F.J. : Je ne suis pas capable d’établir la proposition de loi, je suis plutôt quelqu’un qui lance une idée et qui interpelle politiquement le gouvernement. Ma proposition est transversale et apolitique. D’ailleurs, les autres mouvements politiques m’ont fait des signes positifs. Ma réflexion vient du terrain, sans histoire de rivalité.

Si le gouvernement n’avance pas sur ce sujet, et je peux comprendre qu’il ait autre chose à faire en ce moment, ça deviendra une proposition de loi. Ce qui compte, c’est que l’idée soit portée et que les pouvoirs publics s’en saisissent.

Vous avez rédigé une tribune appelant les députés à se mobiliser pour les victimes du coronavirus. Seulement 39 députés sur 577 vous ont rejoint au 15 avril 2020, est-ce suffisant ?

F.J. : C’est une idée qui fait son chemin. J’ai commencé par cette lettre pour cranter les choses et depuis je suis très sollicité. Cela démontre que la prise de conscience ouvre un vrai débat politique. En outre, une proposition de loi devait être déposée le 16 avril par le député de la Manche, Philippe Gosselin (LR), sur l’extension du régime de pupille de la Nation aux victimes collatérales du Covid sous l’Onac (Office national des anciens combattants). Cela veut donc dire que c’est très transversal et c’est rassurant sur le fond.

Je n’ai pas encore de retour du ministre des Solidarités et de la Santé, Olivier Véran. En revanche, j’ai des retours de ses collaborateurs qui m’ont rapporté qu’il était interpellé plutôt positivement mais qu’il était sur autre chose en ce moment et je le comprends. Néanmoins, je suis persuadé que le gouvernement est déjà en train de recenser.

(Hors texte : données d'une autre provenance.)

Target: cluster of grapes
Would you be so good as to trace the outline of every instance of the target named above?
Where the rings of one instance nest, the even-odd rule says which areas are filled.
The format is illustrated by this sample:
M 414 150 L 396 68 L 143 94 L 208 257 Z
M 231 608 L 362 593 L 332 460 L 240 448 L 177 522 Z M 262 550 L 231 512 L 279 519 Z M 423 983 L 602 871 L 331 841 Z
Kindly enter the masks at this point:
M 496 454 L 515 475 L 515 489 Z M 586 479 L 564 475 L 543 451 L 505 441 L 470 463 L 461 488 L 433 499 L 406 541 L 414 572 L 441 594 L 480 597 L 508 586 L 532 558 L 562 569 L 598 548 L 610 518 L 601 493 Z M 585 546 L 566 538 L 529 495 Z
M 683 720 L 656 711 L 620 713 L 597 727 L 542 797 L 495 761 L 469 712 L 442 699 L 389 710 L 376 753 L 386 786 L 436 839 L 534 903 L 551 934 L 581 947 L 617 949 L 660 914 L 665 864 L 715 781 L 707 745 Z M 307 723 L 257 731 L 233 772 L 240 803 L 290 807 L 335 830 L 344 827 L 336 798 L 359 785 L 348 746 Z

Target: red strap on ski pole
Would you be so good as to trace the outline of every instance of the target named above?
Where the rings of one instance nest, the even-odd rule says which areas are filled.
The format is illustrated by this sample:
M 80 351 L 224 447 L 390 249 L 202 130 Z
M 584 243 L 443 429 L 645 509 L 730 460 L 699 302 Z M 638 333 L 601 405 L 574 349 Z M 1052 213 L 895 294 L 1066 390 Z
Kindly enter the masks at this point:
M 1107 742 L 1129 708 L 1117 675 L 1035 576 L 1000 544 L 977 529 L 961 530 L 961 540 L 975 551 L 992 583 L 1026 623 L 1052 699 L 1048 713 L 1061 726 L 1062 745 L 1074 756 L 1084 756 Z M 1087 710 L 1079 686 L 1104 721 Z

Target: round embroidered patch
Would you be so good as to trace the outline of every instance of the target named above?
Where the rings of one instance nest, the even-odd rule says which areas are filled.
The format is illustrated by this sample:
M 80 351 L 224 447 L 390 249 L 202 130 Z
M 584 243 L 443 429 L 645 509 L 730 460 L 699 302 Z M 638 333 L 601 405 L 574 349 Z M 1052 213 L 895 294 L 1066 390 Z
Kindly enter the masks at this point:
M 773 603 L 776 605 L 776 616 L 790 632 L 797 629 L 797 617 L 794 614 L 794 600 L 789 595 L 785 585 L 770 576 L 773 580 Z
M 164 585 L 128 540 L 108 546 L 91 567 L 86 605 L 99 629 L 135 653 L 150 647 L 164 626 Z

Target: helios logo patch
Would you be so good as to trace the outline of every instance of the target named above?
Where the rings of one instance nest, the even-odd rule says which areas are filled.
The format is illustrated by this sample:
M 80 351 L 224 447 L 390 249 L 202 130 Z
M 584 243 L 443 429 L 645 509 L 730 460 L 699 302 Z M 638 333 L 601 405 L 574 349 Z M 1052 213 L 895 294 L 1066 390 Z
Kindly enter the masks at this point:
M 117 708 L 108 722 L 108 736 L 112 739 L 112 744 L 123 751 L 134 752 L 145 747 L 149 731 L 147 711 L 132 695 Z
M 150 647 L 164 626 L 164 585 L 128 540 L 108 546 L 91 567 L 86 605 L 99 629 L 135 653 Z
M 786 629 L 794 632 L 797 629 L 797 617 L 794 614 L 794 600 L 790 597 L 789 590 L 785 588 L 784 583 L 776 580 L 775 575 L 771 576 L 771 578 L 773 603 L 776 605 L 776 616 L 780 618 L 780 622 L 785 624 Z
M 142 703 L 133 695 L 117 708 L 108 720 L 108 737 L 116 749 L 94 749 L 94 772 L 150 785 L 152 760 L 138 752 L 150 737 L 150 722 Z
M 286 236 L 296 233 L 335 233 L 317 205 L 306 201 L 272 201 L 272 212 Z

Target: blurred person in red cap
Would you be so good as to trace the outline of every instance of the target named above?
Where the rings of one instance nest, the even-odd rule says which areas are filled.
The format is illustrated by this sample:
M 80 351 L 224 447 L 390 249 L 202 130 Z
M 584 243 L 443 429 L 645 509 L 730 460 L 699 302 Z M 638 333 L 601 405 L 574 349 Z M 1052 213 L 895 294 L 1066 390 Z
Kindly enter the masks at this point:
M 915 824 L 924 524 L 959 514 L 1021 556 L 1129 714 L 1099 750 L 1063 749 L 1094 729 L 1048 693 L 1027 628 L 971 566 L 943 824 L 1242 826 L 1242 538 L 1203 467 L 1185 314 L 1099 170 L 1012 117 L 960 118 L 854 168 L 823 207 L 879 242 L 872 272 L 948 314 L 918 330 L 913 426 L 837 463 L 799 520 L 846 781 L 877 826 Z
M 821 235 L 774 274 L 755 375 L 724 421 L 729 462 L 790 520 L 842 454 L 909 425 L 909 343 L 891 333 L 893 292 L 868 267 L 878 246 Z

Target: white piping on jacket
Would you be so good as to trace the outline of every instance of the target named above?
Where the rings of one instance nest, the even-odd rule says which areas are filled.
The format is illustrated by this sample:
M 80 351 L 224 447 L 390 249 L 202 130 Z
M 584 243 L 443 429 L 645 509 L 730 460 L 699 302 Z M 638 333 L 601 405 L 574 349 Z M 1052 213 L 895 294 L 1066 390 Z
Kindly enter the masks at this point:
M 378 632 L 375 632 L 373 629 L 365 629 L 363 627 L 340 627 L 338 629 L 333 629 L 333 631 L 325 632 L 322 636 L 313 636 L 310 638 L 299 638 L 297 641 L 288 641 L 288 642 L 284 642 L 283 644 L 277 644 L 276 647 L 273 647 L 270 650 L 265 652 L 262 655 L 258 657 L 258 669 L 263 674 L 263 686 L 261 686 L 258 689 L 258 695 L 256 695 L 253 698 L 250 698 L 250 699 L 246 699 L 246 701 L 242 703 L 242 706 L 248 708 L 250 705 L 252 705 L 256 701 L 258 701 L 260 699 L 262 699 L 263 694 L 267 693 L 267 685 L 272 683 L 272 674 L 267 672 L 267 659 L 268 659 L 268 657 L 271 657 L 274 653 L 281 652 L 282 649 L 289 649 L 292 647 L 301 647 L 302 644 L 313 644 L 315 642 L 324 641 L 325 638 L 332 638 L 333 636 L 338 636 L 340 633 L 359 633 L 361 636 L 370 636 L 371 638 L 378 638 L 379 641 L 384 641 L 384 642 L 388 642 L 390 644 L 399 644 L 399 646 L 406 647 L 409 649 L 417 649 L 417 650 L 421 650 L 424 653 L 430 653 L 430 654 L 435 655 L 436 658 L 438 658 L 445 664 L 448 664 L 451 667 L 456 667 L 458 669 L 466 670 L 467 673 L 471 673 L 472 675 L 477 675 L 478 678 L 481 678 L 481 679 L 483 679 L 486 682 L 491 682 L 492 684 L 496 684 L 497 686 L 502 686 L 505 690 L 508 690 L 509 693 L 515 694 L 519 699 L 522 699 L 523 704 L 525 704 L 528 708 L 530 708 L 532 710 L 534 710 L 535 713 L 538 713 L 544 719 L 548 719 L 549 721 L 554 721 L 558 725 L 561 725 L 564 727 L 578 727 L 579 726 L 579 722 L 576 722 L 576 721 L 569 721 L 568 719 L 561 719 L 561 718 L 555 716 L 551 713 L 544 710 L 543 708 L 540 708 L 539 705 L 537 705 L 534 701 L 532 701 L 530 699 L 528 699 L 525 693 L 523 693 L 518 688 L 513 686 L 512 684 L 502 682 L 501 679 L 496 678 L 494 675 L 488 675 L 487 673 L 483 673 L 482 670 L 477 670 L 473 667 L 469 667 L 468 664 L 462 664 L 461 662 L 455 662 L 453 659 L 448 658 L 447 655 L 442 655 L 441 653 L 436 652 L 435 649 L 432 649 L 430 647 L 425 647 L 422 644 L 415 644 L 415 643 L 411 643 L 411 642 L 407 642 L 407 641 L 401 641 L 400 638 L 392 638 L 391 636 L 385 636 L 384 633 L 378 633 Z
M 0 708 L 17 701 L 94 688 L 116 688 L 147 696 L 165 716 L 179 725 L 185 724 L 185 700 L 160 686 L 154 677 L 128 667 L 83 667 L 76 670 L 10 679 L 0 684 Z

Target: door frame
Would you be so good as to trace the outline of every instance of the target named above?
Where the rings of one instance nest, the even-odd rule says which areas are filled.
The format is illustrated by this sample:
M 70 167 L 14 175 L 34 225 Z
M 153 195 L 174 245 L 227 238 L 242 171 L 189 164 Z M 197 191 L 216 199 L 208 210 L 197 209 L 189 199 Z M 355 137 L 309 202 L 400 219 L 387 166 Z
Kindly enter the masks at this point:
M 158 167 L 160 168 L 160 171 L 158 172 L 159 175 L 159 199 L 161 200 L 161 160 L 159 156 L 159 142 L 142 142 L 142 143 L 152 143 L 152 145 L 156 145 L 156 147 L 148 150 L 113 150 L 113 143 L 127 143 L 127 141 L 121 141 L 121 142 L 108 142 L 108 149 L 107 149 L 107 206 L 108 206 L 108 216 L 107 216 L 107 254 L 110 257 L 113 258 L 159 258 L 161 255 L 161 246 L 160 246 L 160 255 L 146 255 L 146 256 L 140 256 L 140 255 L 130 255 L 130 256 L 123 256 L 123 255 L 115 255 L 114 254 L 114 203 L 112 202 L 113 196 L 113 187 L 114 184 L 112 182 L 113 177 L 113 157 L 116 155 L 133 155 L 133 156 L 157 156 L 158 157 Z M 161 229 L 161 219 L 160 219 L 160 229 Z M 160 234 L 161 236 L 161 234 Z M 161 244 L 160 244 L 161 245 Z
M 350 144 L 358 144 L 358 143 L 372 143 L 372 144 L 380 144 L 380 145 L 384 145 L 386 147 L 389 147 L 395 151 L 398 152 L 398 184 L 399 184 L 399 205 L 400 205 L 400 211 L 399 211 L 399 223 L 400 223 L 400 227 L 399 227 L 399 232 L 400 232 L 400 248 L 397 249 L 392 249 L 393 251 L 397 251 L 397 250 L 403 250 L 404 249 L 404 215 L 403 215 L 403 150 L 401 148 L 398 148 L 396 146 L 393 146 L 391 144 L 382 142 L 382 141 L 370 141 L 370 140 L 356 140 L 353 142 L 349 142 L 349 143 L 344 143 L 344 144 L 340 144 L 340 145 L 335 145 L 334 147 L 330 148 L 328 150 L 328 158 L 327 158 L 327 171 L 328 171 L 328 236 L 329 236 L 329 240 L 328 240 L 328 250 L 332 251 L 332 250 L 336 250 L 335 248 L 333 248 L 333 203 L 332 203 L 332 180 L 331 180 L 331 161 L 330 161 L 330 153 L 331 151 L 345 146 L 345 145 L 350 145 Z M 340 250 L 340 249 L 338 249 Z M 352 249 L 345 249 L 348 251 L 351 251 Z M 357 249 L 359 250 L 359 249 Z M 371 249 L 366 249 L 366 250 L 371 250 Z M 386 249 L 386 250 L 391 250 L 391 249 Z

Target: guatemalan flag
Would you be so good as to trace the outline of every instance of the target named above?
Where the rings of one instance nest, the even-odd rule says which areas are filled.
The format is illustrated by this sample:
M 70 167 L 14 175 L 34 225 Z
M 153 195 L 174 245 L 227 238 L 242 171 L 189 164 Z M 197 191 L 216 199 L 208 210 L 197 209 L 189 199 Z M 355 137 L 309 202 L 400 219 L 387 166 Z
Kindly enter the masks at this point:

Comment votre démarche est-elle accueillie par les soignants ?

F.J. : Ils m’ont dit qu’ils s’inquiéteraient moins pour le devenir de leur famille si cela existait. Il est bien d’applaudir à 20 heures le personnel soignant et tous ceux qui concourent à cette mission de soin au sens large mais la glorification c’est encore mieux avec des actes.